Мнение
автор фото Лукиянова Наталья

Тонкий слой художественности

17.03.2010 | Литература | 
Как известно, чичиковский Петрушка очень любил читать — безразлично, что именно, его не интересовал результат чтения, ему нравился сам процесс того, как буквы превращаются в слова. Автор «Мертвых душ» Николай Васильевич Гоголь редко шутил просто так, ради шутки. Во-первых, он припомнил и донес до нас магию детского чтения. А во-вторых, что гораздо важнее, волшебное превращение, завораживающее Петрушку, является прозрачной метафорой другого превращения, тоже напрямую относящегося к чтению.

Говоря коротко, мы любим художественную прозу за то, что слова в ней превращаются в звуки, картинки, живых людей, обобщая — в полнокровный мир, иногда более реальный, чем сумеречная комната, где сидит человек с книгой.
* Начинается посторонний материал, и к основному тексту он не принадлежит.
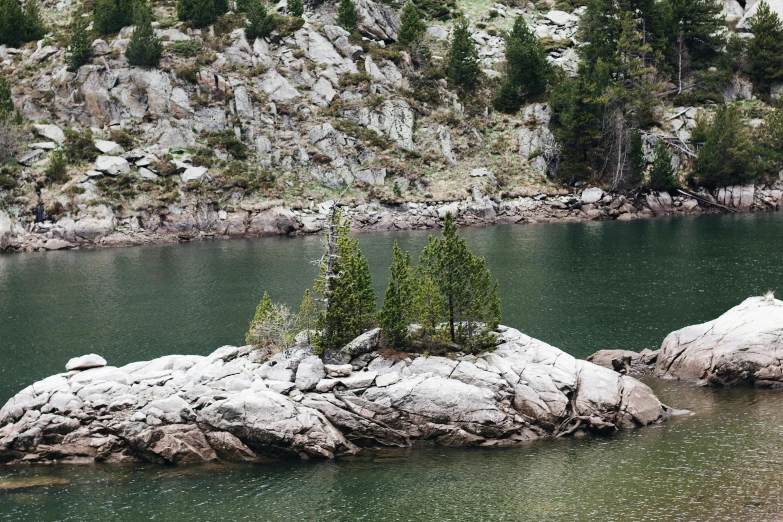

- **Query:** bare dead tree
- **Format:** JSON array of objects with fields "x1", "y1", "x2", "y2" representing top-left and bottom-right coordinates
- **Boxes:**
[
  {"x1": 676, "y1": 31, "x2": 691, "y2": 95},
  {"x1": 601, "y1": 107, "x2": 634, "y2": 191}
]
Причем это чудо одинаково относится и к «серьезной», и к «несерьезной» литературе. Герои Жюля Верна или Майн Рида так же живы и обаятельны, как и чеховские герои. Хотя Дубровский несет в себе меньше смысла, чем Гринев, но с точки зрения пластики оба героя написаны Пушкиным и оживлены его гением и вдохновением равно. Жанровая классификация литературы — условный верх и условный низ — есть все равно классификация живого, подобно системе Ламарка.

Наверное, чуть менее банальное наблюдение — при таком взгляде на искусство художественной прозы становится важна независимость героев от воли автора. Частичная, а иногда и полная. Они ведут себя, как живые люди, а не делают, что должны, согласно прямой логике сюжета. Так возникает объемный мир произведения. И так иногда рушится изначальный замысел автора.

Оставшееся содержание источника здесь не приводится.